Saturday, August 13, 2016

NOVEL : PARIBAN YANG PINTAR VII @ LARI DARI BAYANG PARIBAN (7)



                                                              VII

                                      PARIBAN YANG PINTAR

Tidak terasa Jojor sudah lulus SMA. Pintar anaknya, lulus ujian UMPTN. Dari semula dia ingin kuliah di Yogjakarta, jadi dia sangat tekun belajar disamping les.
Biar sekolah di pelosok Tanah Air, jika betul betul fokus belajar bisa masuk Perguruan Tinggi Negeri

Setelah mengetahui diterima di Gajah Mada, Bapaknya, paman menelpon :
“Leo, adikmu ingin kuliah ke Jogja, kau ada waktu mengantar kesana”, pintanya.
“Bisa diatur waktunya Tulang”, saya menyanggupi. 
“Kalau begitu bicaralah kau dulu sama adekmu ya, kapan mau berangkat”, katanya, lalu menutup telpon.Saya tidak lupa perlakuan paman terhadap saya, ponakannya, seperti anaknya sendiri.
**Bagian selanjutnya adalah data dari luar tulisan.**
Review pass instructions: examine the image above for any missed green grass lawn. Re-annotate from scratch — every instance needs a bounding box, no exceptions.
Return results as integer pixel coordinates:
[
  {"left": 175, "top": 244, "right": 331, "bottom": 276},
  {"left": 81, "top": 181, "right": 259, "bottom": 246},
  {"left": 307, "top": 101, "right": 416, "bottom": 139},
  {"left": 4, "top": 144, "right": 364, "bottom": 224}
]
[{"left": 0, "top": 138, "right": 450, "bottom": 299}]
Kami pun sepakat akan berangkat cepat cepat bulan Juli sambil mencari rumah kos. Dia berangkat dari Bandara F.L.Tobing, Sibolga ke Soekarno – Hatta. Saya juga terbang dari bandara Sultan Taha, Jambi ke Cengkareng. Dari Jakarta kami naik Kereta Api Argo Lawu ke Jogjakarta, biar lebih hemat. Bukannya Paman dan saya tidak mampu beli ticket pesawat, tapi kalau bisa berhemat, lebih baik.

Diatas Kereta Api Argo Lawu saya bilang ke Jojor :
“Senang kali kau meninggalkan kampung ya, mukamu ceria banget”, kata saya menggoda. “Yalah bang, terbayar belajar capek, senang ada Abang yang bisa membantu Jojor”, katanya manja.
“Ehh Abang tidak lama lama, nanti kau sendiri”, kata saya.
“Sip lah bang, kata Bapak Abang nanti akan lihat lihat saya”, katanya.
“Abang kan kerja, gimana mau datang datang, kan jauh”, kata saya.
Jauh dari Orang tua itu baik, mengajar anak anak untuk cepat mandiri.

Karena sudah capek sejak pagi pagi dari Sibolga, sejak berangkat dari stasiun Gambir jam 8.15 malam dia sudah menguap. Mula mula ngantuk ngantuk ayam, rebah di bahu saya hingga berhenti di Cirebon jam 11 malam. Lama lama tertidur, kepalanya di pangkuan saya. Sayapun tertidur sampai berhenti di stasiun Purwokerto jam 1 dini hari. Saya bangunkan dia dan memesan Nasi goreng, kopi dan teh dari restoran Kereta.

Saya lalu mengeluarkan HP dan menunjukkan foto dia waktu tidur dipangkuan saya. Dia minta HPnya, saya tidak kasih. Dia merebut sehingga badan kami berbenturan, baru saya berikan.
“Aku mau forward ke kakak ya”, katanya.
 “Ssst jangan nanti dikirim ke Simaninggir atau Sibolga, kan bahaya”, kata saya.
Lalu saya rebut lagi langsung delete, biar tidak jadi masalah.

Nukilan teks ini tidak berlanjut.